私だってタイチくんが強制連行されることは望んでないわ。でも、いざという時の保険は多い方がいいのよ」
レインリアさんはすっと表情を改める。
「私もガロンも職業柄、危険な任務につくことが多いわ。S級とA級だもの。高等級の魔獣を討伐したり危険区域で調査したり……。それはつまり、いつ死ぬのかわからないということよ。秘密を知っていて手助けしてくれる人がいつ死ぬかわからないというのはタイチくんにとっても危険よ。そもそも二人しか協力者がいないというのも少なすぎると思うわ」
「おいおい、俺ぁ死ぬ気はさらさらねーぜ」
「それは私だってそうよ。でも人の運命がどうなるかは誰にもわからないわ。仮に私になにかあったとしても、代わりにタイチくんを庇護できる人が王宮内にいるのは決して悪いことじゃないわ。

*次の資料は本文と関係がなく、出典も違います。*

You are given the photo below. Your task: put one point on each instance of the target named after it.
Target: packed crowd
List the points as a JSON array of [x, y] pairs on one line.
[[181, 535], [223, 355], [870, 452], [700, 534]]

私の師匠は大変思慮深い方で王宮内で顔も利くしとても信頼できるわ。王都で庇護されている人間とも面識があるし。第3王女殿下もとてもお優しくて聡明な方よ。身分的にも政治や権力争いから少し距離のあるお方だし、秘密を共有する王族としては最適だわ。
でも、もしタイチくんがどうしても嫌だというのなら、その意志を尊重してやめておくけれど……。タイチくんはどう思って?」
レインリアさんの真剣な金の瞳が僕を見据える。
僕は少し考えて答える。
「僕としては、レインリアさんが信頼できると思っている人達にならお話してもらいたいと思います。
ただ……」
僕はレインリアさんとガロンさんをちらっと見上げる。
「ただ……何かしら?」
レインリアさんが続きを促す。
「あ、はい。あの、秘密を話すのは別にいいんですけど、それとはそれとしてお二人には長生きしてほしいです……」
「あらまあ、勿論よ」
「おう! 任せとけよ。おまえ、なかなかかわいいこというじゃねーか」
レインリアさんはふわっと微笑んでくれて、ガロンさんはへへっと鼻の下をこする。
僕はなんだか気恥ずかしくなってうつむく。
「それじゃあ、精霊の拐かしの件は私から内密に伝えておくわ。タイチくんもガロンも秘密の共有はくれぐれも慎重にね」
レインリアさんがシャランと杖を振る。
「それじゃあ、そろそろ魔法を解こうと思うけれど、いいかしら?
もう話し残した秘密はないわね? 特にガロン?」
レインリアさんがガロンさんをちらりと見やる。
「僕は大丈夫です。ありがとうございます」
「おう、俺ももう十分話しつくしたぜ。こんなに長くなるとは思わなかったがな」
「それはガロンが考えなしだからよ。精霊の拐かしの話が短時間で終わると思う方がどうかしてるわ。まったく。
……«魔法解除»」
レインリアさんの杖が再びあわく光った。